The Border Fox, Dessie O'Hare, believes the days of 'armed struggle' are over and wants to be left in peace to rebuild his life after release from prison.
O'Hare, who has been granted extended temporary release from Castlerea prison by the Department of Justice, is unable to give media interviews until he is permanently freed.
However, Eddie McGarrigle of the INLA prisoners' group, Teach na Failte, said: "Dessie O'Hare has spent 25 of the last 26 years in jail. While he is not a pacifist, he is saying that the days of armed struggle are over.

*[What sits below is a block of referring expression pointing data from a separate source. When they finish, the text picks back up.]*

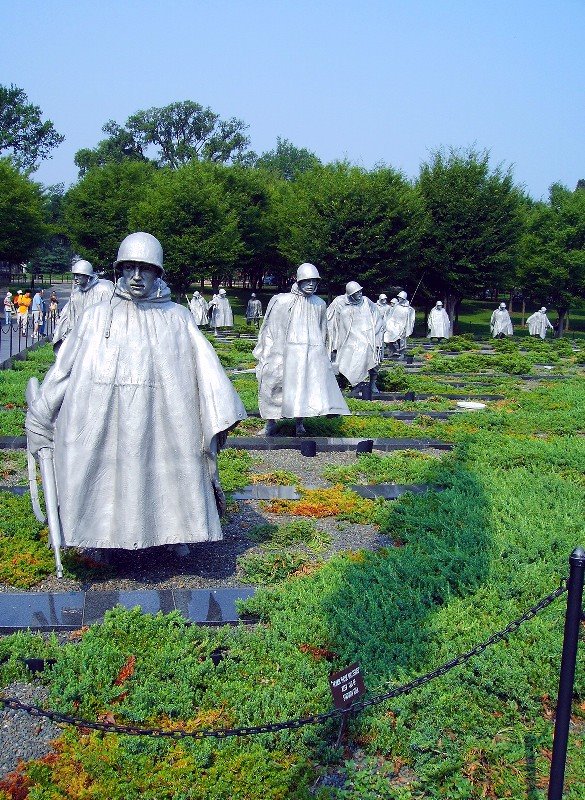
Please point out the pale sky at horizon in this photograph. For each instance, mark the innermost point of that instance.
(369, 81)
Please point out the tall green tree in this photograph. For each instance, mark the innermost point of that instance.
(249, 196)
(24, 137)
(22, 214)
(353, 224)
(188, 211)
(55, 254)
(473, 224)
(551, 259)
(97, 209)
(177, 134)
(287, 161)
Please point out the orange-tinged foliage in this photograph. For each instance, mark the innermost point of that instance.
(330, 502)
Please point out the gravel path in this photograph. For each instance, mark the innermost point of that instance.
(23, 737)
(214, 564)
(208, 565)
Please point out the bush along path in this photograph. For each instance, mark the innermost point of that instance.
(467, 561)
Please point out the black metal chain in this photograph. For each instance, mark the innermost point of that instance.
(274, 727)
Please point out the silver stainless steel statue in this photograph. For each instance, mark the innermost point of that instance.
(295, 376)
(399, 325)
(253, 311)
(355, 326)
(500, 323)
(439, 324)
(538, 323)
(221, 311)
(199, 307)
(134, 410)
(89, 289)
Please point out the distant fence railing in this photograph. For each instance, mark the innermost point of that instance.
(22, 332)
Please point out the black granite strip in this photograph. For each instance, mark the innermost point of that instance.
(68, 611)
(41, 611)
(330, 444)
(150, 601)
(426, 396)
(212, 606)
(392, 491)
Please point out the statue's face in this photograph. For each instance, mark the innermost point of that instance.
(138, 278)
(80, 280)
(308, 286)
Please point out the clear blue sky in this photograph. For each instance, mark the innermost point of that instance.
(371, 81)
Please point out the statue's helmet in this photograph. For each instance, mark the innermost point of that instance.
(307, 272)
(141, 247)
(352, 287)
(82, 267)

"He has been telling that to republicans he has been meeting in the North in recent days. He has no interest in any armed campaign." O'Hare, 50, has served 19 years imprisonment for the abduction and mutilation of Dublin dentist, John O'Grady, in 1987.

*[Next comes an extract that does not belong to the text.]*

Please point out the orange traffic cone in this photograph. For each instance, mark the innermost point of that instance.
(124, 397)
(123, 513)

O'Grady's fingertips were cut off with a hammer and chisel and left in Carlow cathedral as a warning when the ransom was not paid. When asked if O'Hare regretted the brutality, McGarrigle said: "If Dessie O'Hare is making an apology to the O'Grady family it will be done in private and certainly not in a glare of publicity.
"I wouldn't in any way attempt to justify Dessie O'Hare's actions but in conflict terrible things happen. Is what he did any worse than another republican who went up behind a policeman, married with a couple of kids, and put a bullet in the back of his head?"
Last weekend, the media arrived outside the house in Newtownhamilton, south Armagh, where O'Hare's wife Clare and two children live. Willie Frazer of the republican victims' group, Families Acting for Innocent Relatives (FAIR), also sat visited the house where O'Hare was reportedly staying.
Frazer and unionist politicians are demanding O'Hare be arrested and charged in the North with a litany of crimes they say he committed in the 1970s and early 80s.
Frazer has lodged a complaint about the failure to arrest O'Hare with Police Ombudsman, Nuala O'Loan. Unionist peer, Lord Laird, has also raised the issue in the House of Lords.